Wednesday, September 12, 2007

Empower Women, Say Goodbye to Poverty

from All Africa

This Day (Lagos)

By Mary Ekah
Lagos

The programme organised by Development Support Institute (DSI) in partnership with Esso/Exxon-Mobil at the Banquet Hall, Wellington Hotel, Warri, Delta State, was intended to equip the women in the rural area with basic skills so that they would be empowered to play major roles in the economic arena and contribute more meaningfully in the finance of their immediate family.

At the opening ceremony of the programme, the Executive Director, DSI, Mrs. Jacqueline Odiadi said, "With skills, women can set personal economic goals for themselves, have more respect and feel better fulfilled as human beings in the larger society".

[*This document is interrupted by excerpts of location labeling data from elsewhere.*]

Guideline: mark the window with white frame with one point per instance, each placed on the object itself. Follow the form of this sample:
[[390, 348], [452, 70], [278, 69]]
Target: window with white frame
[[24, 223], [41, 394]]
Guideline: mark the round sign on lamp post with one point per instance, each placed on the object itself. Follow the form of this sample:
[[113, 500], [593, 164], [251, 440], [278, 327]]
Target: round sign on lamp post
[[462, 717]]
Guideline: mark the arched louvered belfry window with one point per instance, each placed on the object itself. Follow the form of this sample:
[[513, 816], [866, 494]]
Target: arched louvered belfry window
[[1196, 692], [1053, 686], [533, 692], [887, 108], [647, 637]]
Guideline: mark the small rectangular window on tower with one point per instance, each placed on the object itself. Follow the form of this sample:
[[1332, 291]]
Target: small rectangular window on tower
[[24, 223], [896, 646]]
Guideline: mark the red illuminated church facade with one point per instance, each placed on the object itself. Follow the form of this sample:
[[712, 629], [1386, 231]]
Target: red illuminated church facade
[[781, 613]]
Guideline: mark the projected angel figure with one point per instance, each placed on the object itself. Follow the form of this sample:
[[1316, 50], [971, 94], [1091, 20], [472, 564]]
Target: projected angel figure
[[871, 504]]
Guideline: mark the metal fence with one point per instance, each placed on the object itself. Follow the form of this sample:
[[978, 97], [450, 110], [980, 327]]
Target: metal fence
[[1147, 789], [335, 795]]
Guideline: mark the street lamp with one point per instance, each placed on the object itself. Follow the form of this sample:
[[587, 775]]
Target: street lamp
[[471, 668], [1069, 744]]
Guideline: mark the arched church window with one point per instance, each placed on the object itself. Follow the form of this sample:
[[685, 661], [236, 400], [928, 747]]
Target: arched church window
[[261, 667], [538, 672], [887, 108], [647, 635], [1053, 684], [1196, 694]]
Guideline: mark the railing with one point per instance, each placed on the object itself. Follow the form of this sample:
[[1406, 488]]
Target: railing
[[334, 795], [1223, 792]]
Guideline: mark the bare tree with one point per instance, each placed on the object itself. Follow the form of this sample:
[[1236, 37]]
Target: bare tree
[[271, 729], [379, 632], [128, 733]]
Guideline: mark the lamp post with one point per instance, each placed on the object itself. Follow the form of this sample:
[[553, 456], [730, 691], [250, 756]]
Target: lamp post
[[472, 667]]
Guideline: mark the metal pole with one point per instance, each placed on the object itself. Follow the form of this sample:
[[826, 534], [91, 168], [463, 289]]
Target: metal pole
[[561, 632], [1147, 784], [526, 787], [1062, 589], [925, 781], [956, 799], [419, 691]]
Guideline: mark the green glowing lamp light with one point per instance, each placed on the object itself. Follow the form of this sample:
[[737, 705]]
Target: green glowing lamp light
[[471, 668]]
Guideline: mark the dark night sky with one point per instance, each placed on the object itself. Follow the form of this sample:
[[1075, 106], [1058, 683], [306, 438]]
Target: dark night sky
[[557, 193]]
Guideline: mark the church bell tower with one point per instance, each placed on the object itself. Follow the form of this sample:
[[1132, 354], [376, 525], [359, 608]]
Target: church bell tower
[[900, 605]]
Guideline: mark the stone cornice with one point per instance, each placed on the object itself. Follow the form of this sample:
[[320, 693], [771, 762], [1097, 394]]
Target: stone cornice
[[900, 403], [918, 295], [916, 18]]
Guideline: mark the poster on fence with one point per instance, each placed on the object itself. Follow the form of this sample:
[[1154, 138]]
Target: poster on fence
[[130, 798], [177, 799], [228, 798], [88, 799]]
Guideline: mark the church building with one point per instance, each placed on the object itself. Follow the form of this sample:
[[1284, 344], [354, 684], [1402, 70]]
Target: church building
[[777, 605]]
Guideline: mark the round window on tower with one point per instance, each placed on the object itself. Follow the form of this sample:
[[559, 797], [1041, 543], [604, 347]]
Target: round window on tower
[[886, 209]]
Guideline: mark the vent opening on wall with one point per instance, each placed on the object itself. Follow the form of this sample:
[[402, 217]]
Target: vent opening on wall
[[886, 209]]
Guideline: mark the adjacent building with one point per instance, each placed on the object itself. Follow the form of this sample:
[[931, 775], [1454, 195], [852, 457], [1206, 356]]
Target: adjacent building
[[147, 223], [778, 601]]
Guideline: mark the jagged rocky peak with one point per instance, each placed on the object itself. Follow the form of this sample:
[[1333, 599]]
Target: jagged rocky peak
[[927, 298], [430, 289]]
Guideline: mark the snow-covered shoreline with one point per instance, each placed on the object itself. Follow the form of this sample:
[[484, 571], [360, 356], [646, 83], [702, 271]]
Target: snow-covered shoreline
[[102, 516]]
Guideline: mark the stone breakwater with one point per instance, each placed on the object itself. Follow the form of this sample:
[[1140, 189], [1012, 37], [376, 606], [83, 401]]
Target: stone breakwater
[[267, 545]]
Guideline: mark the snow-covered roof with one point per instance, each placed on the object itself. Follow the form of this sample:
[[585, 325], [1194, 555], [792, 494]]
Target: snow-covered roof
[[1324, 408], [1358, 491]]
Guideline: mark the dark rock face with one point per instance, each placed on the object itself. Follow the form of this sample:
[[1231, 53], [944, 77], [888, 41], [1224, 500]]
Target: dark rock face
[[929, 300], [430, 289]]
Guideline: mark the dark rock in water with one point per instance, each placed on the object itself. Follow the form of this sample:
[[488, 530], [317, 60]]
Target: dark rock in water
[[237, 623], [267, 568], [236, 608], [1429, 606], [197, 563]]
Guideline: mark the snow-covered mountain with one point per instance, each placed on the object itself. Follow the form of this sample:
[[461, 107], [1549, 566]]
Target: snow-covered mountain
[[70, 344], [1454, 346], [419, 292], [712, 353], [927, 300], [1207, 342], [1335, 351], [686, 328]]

Women, Odiadi said, constitute the very bedrock of the family and a woman who earns her keep, she added, can by far help bring up the children with all the additional support of the husband and men folk in general. DSI, she stressed, realizes all these and so has always made skills acquisition for women as one of its core objectives. Usually on its own and at times in partnership with donor groups, DSI has been able to deliver several services to women.

"We collaborate with a broad range of organizations foreign and local for this purpose", Odiadi noted. With the assistance of the German government, DSI was able to donate a borehole to women in the Berekodo Community, Eleko, Ibeju-Lekki, Local Government, in Lagos State very recently.

The borehole project commissioned at Berekodo community was conceived by DSI after a needs assessment of the community and was graciously funded by the Embassy of the Federal Republic of Germany in Nigeria.

Odiadi said that when DSI paid the initial visits to the Berekodo Community, it observed that the women and children were busy fetching water from two shallow wells, which were the only source of water in the community. As a gender oriented organisation, Odiadi noted that the experience served as a catalyst to persuade the partners, the German Government, to provide the women and children in the community their very first pipe-borne water.

This she will contribute to healthier living of the Berekodo community, by providing the community with clean water to drink, cook, clean and wash.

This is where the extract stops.